The latest puzzle for supply chains? Disappearance of ships

Just as some of the bottlenecks in global supply chains begin to ease, another complicating factor has emerged: ships in Chinese waters are disappearance of industry monitoring systems.

Analysts told my CNN Business colleague Laura He that they started noticing the drop in shipping traffic towards the end of October, as China prepares to enact data privacy legislation.

Usually, maritime data companies are able to track ships around the world because they are equipped with an automatic identification system, or AIS, transceiver. This system allows vessels to send information such as position, speed, course and name to stations based along the coast using a high frequency radio.

But this is not happening in the world’s second-largest economy, a key player in global trade. In the past three weeks, the number of vessels sending signals from the country has fallen by nearly 90%, according to data from global maritime data provider VesselsValue.

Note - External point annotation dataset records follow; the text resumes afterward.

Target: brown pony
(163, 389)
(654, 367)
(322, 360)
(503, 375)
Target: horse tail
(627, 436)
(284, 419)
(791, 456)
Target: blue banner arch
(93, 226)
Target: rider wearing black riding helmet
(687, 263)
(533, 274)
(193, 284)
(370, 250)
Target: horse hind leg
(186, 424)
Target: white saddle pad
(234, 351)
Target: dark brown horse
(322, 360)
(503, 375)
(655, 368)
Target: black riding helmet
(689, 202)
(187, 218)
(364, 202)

Analysts believe the culprit is China’s Personal Information Protection Law, which went into effect on November 1. the data could end up in the hands of foreign governments.

The law does not mention shipping data. But Chinese data providers could withhold information as a precaution.

Why it matters: As Christmas approaches, a loss of information from mainland China, home to six of the world’s 10 busiest container ports, could create more problems for a global shipping industry already in trouble.


Deere publishes its results before the US markets open.

Also today :

  • The second estimate of third-quarter U.S. GDP, initial jobless claims for last week, and durable goods orders for October are released at 8:30 a.m. ET.
  • Next comes personal income and spending data at 10 a.m. ET, along with the Federal Reserve’s preferred measure of inflation and new home sales in the United States.
  • The November Fed meeting minutes arrive at 2 p.m. ET.

Coming soon: U.S. markets are closed for Thanksgiving and will close early Friday. We’re taking a break for the holidays and hope you can too. Before the bell will be back in your inbox on Sunday.